Just as Marutis are expected to be fuel efficient, Jeeps are expected to be at home off road. When you have the legendary Willys of the 1940s – you know the all-terrain-conquering unsung hero of World War II – in your bloodline, you had better be good in the rough. To drive home the point that its new Compass is a proper Jeep, the SUV maker has brought us to the green confines of the Netravali wildlife sanctuary in Goa.
A couple of disclaimers first. We aren’t exactly let loose in the jungle to make our own path (perhaps in the fear of us getting lost/stuck and the potential environmental damage) but are taken on a guided tour of a track laid out by Jeep. Also, there are no petrols, autos or 4x2 versions of the Jeep on call. The ones we are driving are the 170hp, 2.0 diesel versions with six-speed manual transmissions and crucially, all-wheel drive.
By default, the Compass’ Active Drive 4x4 system sends engine power to the front axle only, in the interests of efficiency. But when added traction is needed, appropriate power is sent to the rear and, impressively, 100 percent torque can be made available to any one of the four driven wheels should the conditions require. India doesn’t get the hardcore Compass Trailhawk model that additionally features a low range, but Jeep’s Selec-Terrain traction management system is part of the kit here. The four-mode system adjusts torque split, traction control and related electronics for max traction in prescribed conditions.
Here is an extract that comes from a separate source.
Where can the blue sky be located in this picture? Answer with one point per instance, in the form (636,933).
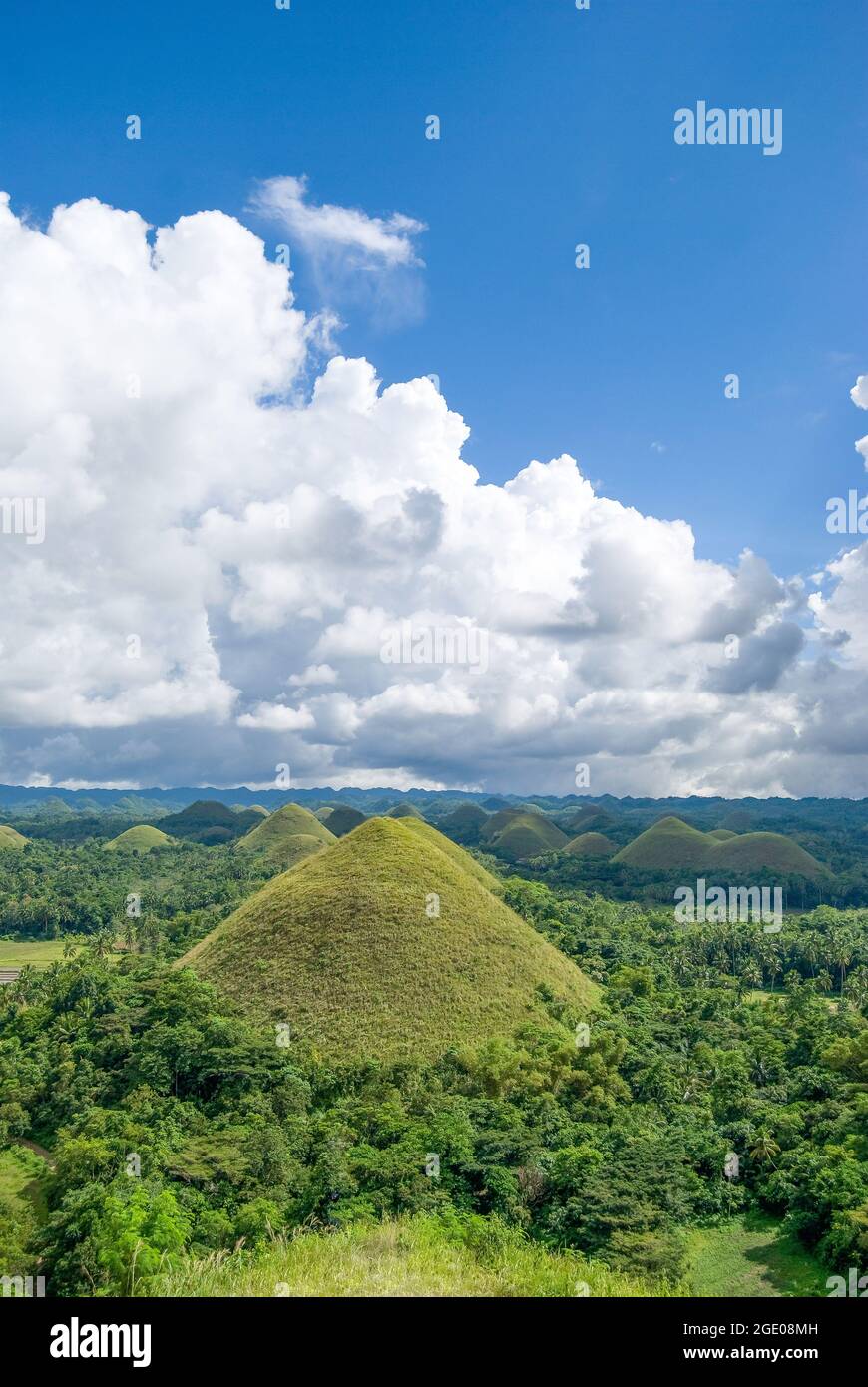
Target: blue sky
(556,128)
On offer are Auto, Snow, Sand and Mud modes, with the latter three being full-time 4x4 modes.
Mud mode selected, it’s show time. We cross a shallow stream to enter the course and the first test is a climb up a rutted path. It doesn’t seem as steep as it looked just moments before; the engine’s 350Nm of torque seems more than sufficient to pull the 1,700-odd kilogramme Compass up. It’s on the descent that things get tricky. Hidden under a canopy of trees, the surface is really slushy from the previous day’s rains and it seems steeper than the climb up. The lack of hill descent control is felt (only the automatics will get it) but a few dabs on the brake pedal and progress down becomes slow and steady. As we make our way from one waypoint to the next, the Compass goes up, down and all the way around a hill. A few things stand out. One, the Compass is rigid. There’s not a creak to be heard from the body even on the most challenging sections. Two, traction is really good. The all-wheel-drive system, long travel suspension (independent all around) and all-season Firestone tyres join forces to find grip where there is seemingly little of it. Three, the Compass’ 208mm ground clearance (unladen), 16.8 degree approach angle (counted from the low slung but flexible air dam, mind you), 22.9 degree ramp breakover angle and 31.7 degree departure angle give it a genuine agility in these unyielding surroundings.
Next on the menu is a larger river crossing. It looks intimidating but, you guessed it, the Compass sails on to solid ground on the other side; there’s no drama here. It helps to have the ability to wade through 330mm of water. We make it to the end after crossing over wooden logs and a pit full of slippery rocks but the Compass just crawls along.
At the end of it all, I’m left scratching my head, “Was the course easy or did the Compass just make light work of it?” What I do know for sure is that the Compass 4x4 is able enough to satisfy the adventurer in you. It’s so good, it makes the other soft-roaders in its class look really soft.